On 2025-05-15 3:25 p.m., Sean Christopherson wrote:
On Thu, May 15, 2025, Kan Liang wrote:
On 2025-05-14 7:19 p.m., Sean Christopherson wrote:
This naming is confusing on purpose? Pick either guest/host and stick with it.
+1. I also think the inner perf_host_{enter,exit}() helpers are superflous. These flows
After a bit of hacking, and with a few spoilers, this is what I ended up with (not anywhere near fully tested). I like following KVM's kvm_xxx_{load,put}() nomenclature to tie everything together, so I went with "guest" instead of "host" even though the majority of work being down is to shedule out/in host context.
/* When loading a guest's mediated PMU, schedule out all exclude_guest events. */ void perf_load_guest_context(unsigned long data) { struct perf_cpu_context *cpuctx = this_cpu_ptr(&perf_cpu_context);
lockdep_assert_irqs_disabled();
perf_ctx_lock(cpuctx, cpuctx->task_ctx);
if (WARN_ON_ONCE(__this_cpu_read(guest_ctx_loaded))) goto unlock;
perf_ctx_disable(&cpuctx->ctx, EVENT_GUEST); ctx_sched_out(&cpuctx->ctx, NULL, EVENT_GUEST); perf_ctx_enable(&cpuctx->ctx, EVENT_GUEST); if (cpuctx->task_ctx) { perf_ctx_disable(cpuctx->task_ctx, EVENT_GUEST); task_ctx_sched_out(cpuctx->task_ctx, NULL, EVENT_GUEST); perf_ctx_enable(cpuctx->task_ctx, EVENT_GUEST); }
arch_perf_load_guest_context(data);
__this_cpu_write(guest_ctx_loaded, true);
unlock: perf_ctx_unlock(cpuctx, cpuctx->task_ctx); } EXPORT_SYMBOL_GPL(perf_load_guest_context);
void perf_put_guest_context(void) { struct perf_cpu_context *cpuctx = this_cpu_ptr(&perf_cpu_context);
lockdep_assert_irqs_disabled();
perf_ctx_lock(cpuctx, cpuctx->task_ctx);
if (WARN_ON_ONCE(!__this_cpu_read(guest_ctx_loaded))) goto unlock;
arch_perf_put_guest_context();
It will set the guest_ctx_loaded to false. The update_context_time() invoked in the perf_event_sched_in() will not get a chance to update the guest time.

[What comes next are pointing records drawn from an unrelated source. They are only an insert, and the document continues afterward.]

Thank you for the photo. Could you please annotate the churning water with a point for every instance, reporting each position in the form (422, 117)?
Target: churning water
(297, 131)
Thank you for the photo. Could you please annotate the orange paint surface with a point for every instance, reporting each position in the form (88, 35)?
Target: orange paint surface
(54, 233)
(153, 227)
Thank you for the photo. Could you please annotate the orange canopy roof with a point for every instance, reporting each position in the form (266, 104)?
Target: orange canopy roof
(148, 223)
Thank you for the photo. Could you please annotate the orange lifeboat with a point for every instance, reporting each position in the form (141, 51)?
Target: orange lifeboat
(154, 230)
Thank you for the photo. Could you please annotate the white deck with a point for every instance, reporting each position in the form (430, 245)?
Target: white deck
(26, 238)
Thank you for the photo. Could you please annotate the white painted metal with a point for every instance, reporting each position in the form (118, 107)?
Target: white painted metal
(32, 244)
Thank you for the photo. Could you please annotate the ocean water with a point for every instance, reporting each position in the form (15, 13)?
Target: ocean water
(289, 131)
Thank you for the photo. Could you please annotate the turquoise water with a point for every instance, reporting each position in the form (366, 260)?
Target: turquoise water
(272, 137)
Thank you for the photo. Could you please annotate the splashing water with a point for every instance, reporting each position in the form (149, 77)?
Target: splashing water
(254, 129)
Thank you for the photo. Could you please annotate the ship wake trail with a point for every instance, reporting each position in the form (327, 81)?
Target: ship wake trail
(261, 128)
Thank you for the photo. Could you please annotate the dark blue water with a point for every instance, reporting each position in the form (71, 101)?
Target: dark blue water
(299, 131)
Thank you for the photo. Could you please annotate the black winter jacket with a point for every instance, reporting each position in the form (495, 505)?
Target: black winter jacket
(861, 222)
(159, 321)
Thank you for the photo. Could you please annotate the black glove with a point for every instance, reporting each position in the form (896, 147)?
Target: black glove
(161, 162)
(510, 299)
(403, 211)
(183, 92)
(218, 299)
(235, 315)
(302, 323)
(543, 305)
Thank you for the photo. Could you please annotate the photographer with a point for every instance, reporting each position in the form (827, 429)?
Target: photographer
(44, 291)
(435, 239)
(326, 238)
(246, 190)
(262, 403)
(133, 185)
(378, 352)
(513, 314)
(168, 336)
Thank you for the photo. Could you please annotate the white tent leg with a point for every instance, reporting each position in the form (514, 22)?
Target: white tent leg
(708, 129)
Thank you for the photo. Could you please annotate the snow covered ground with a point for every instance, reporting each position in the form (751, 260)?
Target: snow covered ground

The guest_ctx_loaded in arch/x86/events/core.c is a different variable, it just happens to have the same name.
Ah, I thought it was the same variable. Then there should be no issue with the guest time.
But the same variable name may bring confusions. Maybe add a x86_pmu/x86 prefix to the variable in x86 code.
It's completely gross, but exposing guest_ctx_loaded outside of kernel/events/core.c didn't seem like a great alternative. If we wanted to use a single variable, then the writes in arch_perf_{load,put}_guest_context() can simply go away.
Either two variables or a single variable is fine with me, as long as they can be easily distinguished.
But I think we should put arch_perf_{load,put}_guest_context() and guest_ctx_loaded between the perf_ctx_disable/enable() pair. Perf should only update the state when PMU is completely disabled. It matches the way the rest of the perf code does. It could also avoid some potential issues, e.g., the state is not updated completely, but the counter has already been fired.
Thanks, Kan